Reference Example 1. Anti-human C-reactive protein (anti-CR
P) Preparation of monoclonal antibody (1) Immunization A commercially available human CRP (manufactured by Wako Pure Chemical Industries, Ltd.) was used to inoculate mice three times at 2-week intervals (inoculation amount per administration: 50 μg / mouse). (2) Preparation of hybridoma Cell fusion of spleen cells and myeloma cells (P3 / NS1-1-Ag4-1) extracted from the mouse on day 3 from the final immunization was performed by the method of Keller and Milstein [Nature,
vol. 256, 495 (1975)],
Screening was performed by the following method. That is, 50
50 μl of a 0.2% human CRP solution prepared by dissolving in a mM carbonate buffer (pH 9.6) was dispensed into a 96-well microplate and incubated at 37 ° C. for 1 hour to immobilize it. 10 mM phosphate buffered saline (pH
After washing with 7.4), 50 μl of culture supernatant of various hybridomas obtained by cell fusion was dispensed into the microplate and reacted at 37 ° C. for 1 hour. After washing with 10 mM phosphate-buffered saline (pH 7.4), 50 μl of peroxidase-labeled anti-mouse immunoglobulin antibody (manufactured by DAKO) appropriately diluted with 10 mM phosphate-buffered saline (pH 7.4) was used for the micro. The mixture was dispensed on a plate and reacted at 37 ° C. for 1 hour. Then, after washing with 10 mM phosphate buffered saline (pH 7.4), 50 μl of a citrate buffer (pH 4.9) containing 2 mg / ml o-phenylenediamine and 0.017% hydrogen peroxide was added to the micro. After being dispensed to the plate and allowed to stand for 10 minutes at room temperature to cause a color reaction, 6N sulfuric acid was dispensed to the microplate to stop the color reaction. Based on the results obtained above, human CRP
A hybridoma producing a culture supernatant that reacts with was selected and used as a parent hybridoma. This parent hybridoma was cloned by the limiting dilution method to establish anti-human CRP monoclonal antibody-producing hybridomas 1-3 and 2-6. (3) Preparation of Monoclonal Antibody 0.5 ml of pristane (2,6,10,14-tetramethylpentadecane, manufactured by Wako Pure Chemical Industries, Ltd.) was intraperitoneally injected into the abdominal cavity of a mouse 3 days after the injection. The hybridoma 1-3 or 2-6 1 × 10 ⁵ obtained in (2) was inoculated. Twelve days after the inoculation of the hybridoma, the ascites fluid accumulated in the abdominal cavity was collected, and 10 ml of the obtained ascites fluid was 40%.

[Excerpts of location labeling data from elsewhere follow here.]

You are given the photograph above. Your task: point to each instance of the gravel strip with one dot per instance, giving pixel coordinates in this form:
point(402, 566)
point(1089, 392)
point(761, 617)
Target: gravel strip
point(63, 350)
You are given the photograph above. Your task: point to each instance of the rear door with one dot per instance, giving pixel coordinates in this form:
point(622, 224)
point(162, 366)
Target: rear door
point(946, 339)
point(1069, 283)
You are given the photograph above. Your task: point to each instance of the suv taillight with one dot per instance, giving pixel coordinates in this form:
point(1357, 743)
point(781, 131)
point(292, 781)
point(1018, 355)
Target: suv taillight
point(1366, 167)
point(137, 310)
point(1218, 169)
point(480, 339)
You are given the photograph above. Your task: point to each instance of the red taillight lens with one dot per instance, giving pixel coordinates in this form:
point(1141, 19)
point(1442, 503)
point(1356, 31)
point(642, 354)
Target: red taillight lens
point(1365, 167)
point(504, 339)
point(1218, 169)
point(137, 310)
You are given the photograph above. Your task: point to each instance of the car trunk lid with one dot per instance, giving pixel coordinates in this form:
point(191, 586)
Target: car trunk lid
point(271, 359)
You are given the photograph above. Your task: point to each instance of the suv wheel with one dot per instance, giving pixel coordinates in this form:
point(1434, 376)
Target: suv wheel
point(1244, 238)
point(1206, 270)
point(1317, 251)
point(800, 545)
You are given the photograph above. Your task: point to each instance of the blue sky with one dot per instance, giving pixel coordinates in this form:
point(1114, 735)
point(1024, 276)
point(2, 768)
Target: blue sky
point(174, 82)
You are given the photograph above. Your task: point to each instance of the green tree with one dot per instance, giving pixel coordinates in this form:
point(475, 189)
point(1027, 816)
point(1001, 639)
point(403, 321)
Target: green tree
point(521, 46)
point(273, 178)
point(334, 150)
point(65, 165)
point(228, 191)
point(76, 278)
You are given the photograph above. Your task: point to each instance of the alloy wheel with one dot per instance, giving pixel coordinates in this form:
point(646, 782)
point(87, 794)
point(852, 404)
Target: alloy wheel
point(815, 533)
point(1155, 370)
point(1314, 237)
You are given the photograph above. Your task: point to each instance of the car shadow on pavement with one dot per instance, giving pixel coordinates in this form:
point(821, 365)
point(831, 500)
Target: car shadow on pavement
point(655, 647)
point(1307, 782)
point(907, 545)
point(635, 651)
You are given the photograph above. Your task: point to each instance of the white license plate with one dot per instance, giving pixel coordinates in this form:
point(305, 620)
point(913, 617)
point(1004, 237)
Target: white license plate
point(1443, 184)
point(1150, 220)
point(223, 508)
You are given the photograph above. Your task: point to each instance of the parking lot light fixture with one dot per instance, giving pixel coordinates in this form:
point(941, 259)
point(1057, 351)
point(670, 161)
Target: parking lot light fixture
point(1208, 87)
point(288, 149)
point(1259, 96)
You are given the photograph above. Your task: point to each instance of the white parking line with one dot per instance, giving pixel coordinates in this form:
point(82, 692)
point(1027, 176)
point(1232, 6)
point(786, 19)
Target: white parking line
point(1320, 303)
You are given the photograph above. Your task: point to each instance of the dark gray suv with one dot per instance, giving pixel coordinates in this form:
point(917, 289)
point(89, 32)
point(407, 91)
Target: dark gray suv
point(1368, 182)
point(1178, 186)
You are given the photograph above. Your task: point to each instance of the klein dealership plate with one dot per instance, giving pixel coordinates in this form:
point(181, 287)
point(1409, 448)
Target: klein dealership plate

After the ammonium sulfate fractionation treatment, it was dialyzed against 10 mM phosphate buffered saline (pH 7.4) (1 liter x 3 times) to obtain an anti-human CRP monoclonal antibody solution.

Claims (2)

[Claims] 1. An immunological assay method for trace components, which is performed based on a change in turbidity or a change in scattered light intensity caused by an antigen-antibody reaction, and an antigen against an antibody (or antigen) to be measured. As (or antibody), an antigen (or antibody) previously modified with biotin is used, and the measurement is performed in the presence of avidin or streptavidin.
The measurement method. 2. A combination of a reagent preliminarily modified with biotin, comprising an antigen (or antibody) against an antibody (or antigen) to be measured, and a reagent comprising avidin or streptavidin. Reagent composition for immunological measurement.